The water. At the bottom of an ice cliff they’d clawed their way up by the bitch
’s pointed fingernails, surrounded by the chaos of giant blocks grinding against one another, falling into the water and coming back up like fucking breaching whales, making choking snow clouds and cracking treacherous chunks of ice off to slide back down into slushy frozen hell. Way too much fucking water.
What’s so important about the ocean? The male wasn’t as full of piss as he usually was, probably because he did feel the cold, and hadn’t liked the way his balls tried to shrink up and hide behind his kidneys the last time the female had gotten tired of his bitching and forced him to be their body for a while. He was sick of not being able to jack off, too, and made fucking sure they all knew it. But he hated the water. They all did. Janek could feel it in their bones. His bones.

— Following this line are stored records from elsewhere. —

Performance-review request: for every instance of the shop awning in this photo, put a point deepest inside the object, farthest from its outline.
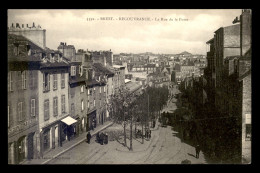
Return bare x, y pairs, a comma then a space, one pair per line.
68, 120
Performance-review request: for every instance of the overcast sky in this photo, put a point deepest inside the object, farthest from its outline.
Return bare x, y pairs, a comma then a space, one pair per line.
72, 27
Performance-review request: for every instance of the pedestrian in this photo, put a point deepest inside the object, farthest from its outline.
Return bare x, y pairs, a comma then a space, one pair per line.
93, 124
197, 148
88, 137
98, 137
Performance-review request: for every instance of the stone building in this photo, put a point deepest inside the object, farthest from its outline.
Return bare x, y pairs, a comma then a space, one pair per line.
67, 51
77, 96
33, 33
54, 120
229, 77
23, 103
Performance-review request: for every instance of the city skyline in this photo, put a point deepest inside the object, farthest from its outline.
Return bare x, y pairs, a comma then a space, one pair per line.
188, 33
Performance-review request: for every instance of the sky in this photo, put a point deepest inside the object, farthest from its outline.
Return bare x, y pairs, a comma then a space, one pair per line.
189, 29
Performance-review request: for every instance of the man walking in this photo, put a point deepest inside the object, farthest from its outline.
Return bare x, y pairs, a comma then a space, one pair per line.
197, 148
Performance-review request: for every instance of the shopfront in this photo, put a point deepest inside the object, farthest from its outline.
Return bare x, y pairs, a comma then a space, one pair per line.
91, 120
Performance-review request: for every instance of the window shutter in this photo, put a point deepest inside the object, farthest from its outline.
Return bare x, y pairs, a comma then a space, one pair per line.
43, 82
8, 115
25, 79
22, 80
49, 81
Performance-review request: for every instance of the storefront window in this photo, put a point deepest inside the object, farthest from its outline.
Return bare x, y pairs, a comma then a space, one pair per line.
248, 127
248, 132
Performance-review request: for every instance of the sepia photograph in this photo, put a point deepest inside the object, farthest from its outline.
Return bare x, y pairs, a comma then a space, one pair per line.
129, 86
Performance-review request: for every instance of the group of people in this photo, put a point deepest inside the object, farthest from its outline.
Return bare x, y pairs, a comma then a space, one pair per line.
100, 138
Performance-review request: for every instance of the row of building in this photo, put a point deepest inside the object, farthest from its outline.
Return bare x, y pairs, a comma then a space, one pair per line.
55, 95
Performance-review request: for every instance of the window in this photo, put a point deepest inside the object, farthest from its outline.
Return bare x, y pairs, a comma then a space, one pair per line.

“If we cannot conquer our terror of it—if we cannot find some way across it—we are trapped here as securely as we were trapped in the wretched mage’s toy.” The female got to talk, since she was the one who controlled the vocal cords.
The male didn’t seem to have an answer for that. He never did. And Janek sure as hell wouldn’t have offered one even if he’d had one. He’d been laying as low as he could ever since they’d all come up hissing and roaring from the underside of the ice—he didn’t want any of them getting the bright idea of forcing him out to face the Antarctic air.
Of course, if they did that, they were all going to be dead. Janek hoped that would occur to them before they decided to do anything fuckheaded.
Then we need to do something. Not just sit around till your dripping quim’s frozen and stuck to an ice floe.
The female sniffed. But she also shifted where she sat. Making damn sure she wasn’t stuck.
Even if we could get off this fucking forsaken berg, where would we go? Janek was pretty sure the male wanted to spit. Which didn’t sound like a bad idea, come to think of it. Except that even if he had any spit, it would freeze before it could hit the ground. He was pretty sure it was supposed to be warmer in Antarctica when the sun was out all the time. But the weather was as fucked up as everything else.